John Steinbeck reminds us that man's highest achievement is as a rebel...and if one looks at history, it is through the unconventional, eccentric, questioning and even challenging voices of those who did not "fit into" the established order of things who paved the way forward for many legitimate and long-overdue human achievements.
Sadly, we have produced a western culture whose addiction to convention and conformity is so deep that it compromises our economic future, not to mention our individual liberty and human need for both change and innovation. Oh, there are a handful of Steve Jobs at the centre of the tech-revolution, but the vast majority of human beings are still pulling water from the well in buckets, (if they have a well from which to draw it) and are wearing the same grey suits that drove Willy Loman insane in Arthur Miller's Pulitzer-Prize-winning play, Death of a Salesman, in the 1950's.
We are still sucking in garbage bags full of toxic fumes, as conventionally we refuse to acknowledge the reality and risks of global warming and climate change, and we are still marching toward a culture so balkanized between have's and have-not's that those who study the steep decline as well as its sound-breaking speed, theorize about the need for a new social compact or contract.
International agencies need to be developed to challenge a state's isolation from the world community, while national standards of, for example, minimum wage laws must be challenged to better identify and reflect different costs of living in various towns and cities.

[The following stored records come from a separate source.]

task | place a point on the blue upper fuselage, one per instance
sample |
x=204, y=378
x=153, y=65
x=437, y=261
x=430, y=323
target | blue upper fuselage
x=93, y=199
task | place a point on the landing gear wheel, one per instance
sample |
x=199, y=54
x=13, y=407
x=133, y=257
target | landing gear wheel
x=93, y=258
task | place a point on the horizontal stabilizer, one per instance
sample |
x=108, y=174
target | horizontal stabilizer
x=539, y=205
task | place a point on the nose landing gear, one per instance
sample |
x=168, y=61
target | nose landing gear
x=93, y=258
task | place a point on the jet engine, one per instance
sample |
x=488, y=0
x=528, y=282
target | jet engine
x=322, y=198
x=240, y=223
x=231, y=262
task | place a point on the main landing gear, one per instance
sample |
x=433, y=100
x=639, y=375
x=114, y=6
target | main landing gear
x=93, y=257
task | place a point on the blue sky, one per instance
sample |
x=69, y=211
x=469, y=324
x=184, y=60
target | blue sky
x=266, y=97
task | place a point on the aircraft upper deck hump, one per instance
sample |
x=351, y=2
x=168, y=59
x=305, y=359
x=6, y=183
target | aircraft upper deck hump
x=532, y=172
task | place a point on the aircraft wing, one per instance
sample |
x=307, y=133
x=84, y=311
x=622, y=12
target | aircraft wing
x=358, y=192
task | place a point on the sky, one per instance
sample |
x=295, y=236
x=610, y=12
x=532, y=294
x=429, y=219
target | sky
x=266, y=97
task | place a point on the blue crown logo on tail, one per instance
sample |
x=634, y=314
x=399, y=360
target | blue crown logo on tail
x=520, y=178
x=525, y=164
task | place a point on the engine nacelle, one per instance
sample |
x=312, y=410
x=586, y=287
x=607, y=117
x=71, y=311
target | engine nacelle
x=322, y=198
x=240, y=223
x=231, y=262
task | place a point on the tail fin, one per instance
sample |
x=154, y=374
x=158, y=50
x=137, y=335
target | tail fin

What a WalMart worker needs to live in San Francisco has to be higher than a WalMart worker needs to live in Huntsville, Alabama, as starting employees.
Learning about the real import of chemistry, given the potential contribution to an organization of one who asks a lot of questions, and who challenges much of the conventional "modus operandi" would point enlightened leaders in the direction of seeking them out, offering them contracts commensurate with their unconventionality and their creativity and their courage to innovate, not merely their willingness to march to the beat of the drum of organizational culture, as established a century ago.
Whenever I hear the excuse "chemistry" about why someone is dismissed, I know that the leadership of the organization is too frightened to work with that person to evoke the best that person has to offer. I once listened to an advisor's answer to a CEO's question, "Do you think I should hire person X?"
The answer ran something like this: "There is the potential for both great risk and great reward in hiring person X!"
And several years later, I wonder if that statement could not be made, if truth be told, about all of us...
we are all potentially carriers and generators of high rewards and high risks, and those who consider such a candidate too risky are overlooking a potentially valuable contributor, probably in favour of one "more easily managed"....
Chemistry is just another word for "high maintenance" when used as an excuse to dismiss someone.
And when dealing with human beings, all forms of reduction, including the reductions to simplistic expectations of someone skating up and down a wing on a hockey team, those reductions for which corporate culture is famous for having implemented with impunity, are an insult to us all...and the sooner our complexity and our rebelliousness and our eccentricity and our unique chemistry are seen as having great value, we will significantly shift our culture from fear to fresh hope and insight.